Show that the function $f(z) = \mid z \mid^2$ is differentiable only at the point $z_0 = 0$ and deduce that $f$ is analytic nowhere.

Let $z_0 \in \mathbb{C}$ and consider:

(2)
\begin{align} \quad f'(z_0) &= \lim_{z \to z_0} \frac{f(z) - f(z_0)}{z - z_0} \\ &= \lim_{z \to z_0} \frac{\mid z \mid^2 - \mid z_0 \mid^2}{z - z_0} \\ &= \lim_{z \to z_0} \frac{z \cdot \overline{z} - z_0 \cdot \overline{z_0}}{z - z_0} \\ &= \lim_{z \to z_0} \frac{z \cdot \overline{z} - z \cdot \overline{z_0} + z \cdot \overline{z_0} - z_0 \cdot \overline{z_0}}{z - z_0} \\ &= \lim_{z \to z_0} \frac{z(\overline{z} - \overline{z_0} + \overline{z_0} (z - z_0)}{z - z_0} \\ &= \lim_{z \to z_0} \left ( z \cdot \frac{\overline{z} - \overline{z_0}}{z - z_0} + z_0 \right ) \end{align}

Suppose that $z_0 = 0$. Then:

(3)
\begin{align} \quad f'(0) = \lim_{z \to 0} z \cdot \frac{\overline{z}}{z} = \lim_{z \to 0} \overline{z} = 0 \end{align}

So $f$ is differentiable at $0$ and $f'(0) = 0$.
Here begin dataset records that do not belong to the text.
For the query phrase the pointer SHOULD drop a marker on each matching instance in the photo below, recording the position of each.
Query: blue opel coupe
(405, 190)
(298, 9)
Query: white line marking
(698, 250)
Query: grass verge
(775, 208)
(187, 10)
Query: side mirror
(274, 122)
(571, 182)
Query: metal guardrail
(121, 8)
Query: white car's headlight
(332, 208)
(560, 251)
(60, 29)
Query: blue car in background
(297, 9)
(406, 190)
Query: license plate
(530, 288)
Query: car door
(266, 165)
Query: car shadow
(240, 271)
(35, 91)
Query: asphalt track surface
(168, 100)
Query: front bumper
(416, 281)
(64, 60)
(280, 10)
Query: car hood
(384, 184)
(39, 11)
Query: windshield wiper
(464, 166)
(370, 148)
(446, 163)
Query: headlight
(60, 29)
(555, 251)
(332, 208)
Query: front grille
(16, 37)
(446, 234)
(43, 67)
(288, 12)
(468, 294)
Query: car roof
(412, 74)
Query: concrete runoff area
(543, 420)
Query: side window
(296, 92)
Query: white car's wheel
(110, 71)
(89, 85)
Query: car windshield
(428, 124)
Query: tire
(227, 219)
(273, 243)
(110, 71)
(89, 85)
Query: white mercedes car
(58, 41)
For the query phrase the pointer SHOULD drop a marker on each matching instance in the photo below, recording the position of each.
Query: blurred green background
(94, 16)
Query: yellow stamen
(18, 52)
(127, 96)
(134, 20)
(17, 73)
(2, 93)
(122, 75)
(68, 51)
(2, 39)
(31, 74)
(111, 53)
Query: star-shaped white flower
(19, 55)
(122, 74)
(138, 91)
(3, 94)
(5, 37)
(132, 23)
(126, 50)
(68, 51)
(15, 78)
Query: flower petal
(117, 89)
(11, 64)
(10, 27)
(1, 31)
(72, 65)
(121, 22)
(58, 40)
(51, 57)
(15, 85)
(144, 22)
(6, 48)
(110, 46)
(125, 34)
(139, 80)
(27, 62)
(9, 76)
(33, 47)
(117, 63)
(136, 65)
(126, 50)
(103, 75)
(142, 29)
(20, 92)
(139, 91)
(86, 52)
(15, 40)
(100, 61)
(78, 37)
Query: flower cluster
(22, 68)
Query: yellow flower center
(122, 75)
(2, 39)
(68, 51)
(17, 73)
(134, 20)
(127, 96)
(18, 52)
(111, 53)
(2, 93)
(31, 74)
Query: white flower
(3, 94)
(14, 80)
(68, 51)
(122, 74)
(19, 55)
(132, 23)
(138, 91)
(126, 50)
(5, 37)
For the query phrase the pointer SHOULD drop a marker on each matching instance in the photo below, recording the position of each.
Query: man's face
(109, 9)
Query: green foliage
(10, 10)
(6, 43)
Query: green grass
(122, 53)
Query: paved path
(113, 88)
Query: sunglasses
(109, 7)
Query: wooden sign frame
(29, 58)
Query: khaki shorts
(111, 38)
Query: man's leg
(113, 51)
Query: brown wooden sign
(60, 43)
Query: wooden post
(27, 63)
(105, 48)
Now suppose that $z_0 \neq 0$. We will show that the following limit does not exist:

(4)
\begin{align} \quad \lim_{z \to z_0} \frac{\overline{z} - \overline{z_0}}{z - z_0} \end{align}

We will look at the limit along the vertical and horizontal lines passing through these points. We have that:

(5)
\begin{align} \quad \lim_{z \to z_0, y = y_0} \frac{\overline{z} - \overline{z_0}}{z - z_0} &= \lim_{x \to x_0, y = y_0} \frac{(x - yi) - (x_0 - y_0i)}{(x - x_0) + (y - y_0)i} \\ &= \lim_{x \to x_0} \frac{x - x_0}{x - x_0} \\ &= 1 \end{align}

We also have that:

(6)
\begin{align} \quad \lim_{z \to z_0, x = x_0} \frac{\overline{z} - \overline{z_0}}{z - z_0} &= \lim_{x = x_0, y \to y_0} \frac{(x - yi) - (x_0 - y_0i)}{(x - x_0) + (y - y_0)i} \\ &= \lim_{y \to y_0} \frac{-(y - y_0)i}{(y - y_0)i} \\ &= -1 \end{align}

Since the limit as $z \to z_0$ on $f$ approaches two different values along different paths we must have that the general limit, $\displaystyle{\lim_{z \to z_0} \frac{\overline{z} - \overline{z_0}}{z - z_0}}$ does not exist. Therefore $f'(z_0)$ does not exist whenever $z_0 \neq 0$.

Thus the only point for which $f$ is differentiable is at $z_0 = 0$ and so $f$ cannot be analytic anywhere since there exists no open subset $A$ of $\mathbb{C}$ for which $f$ is differentiable on all of $A$.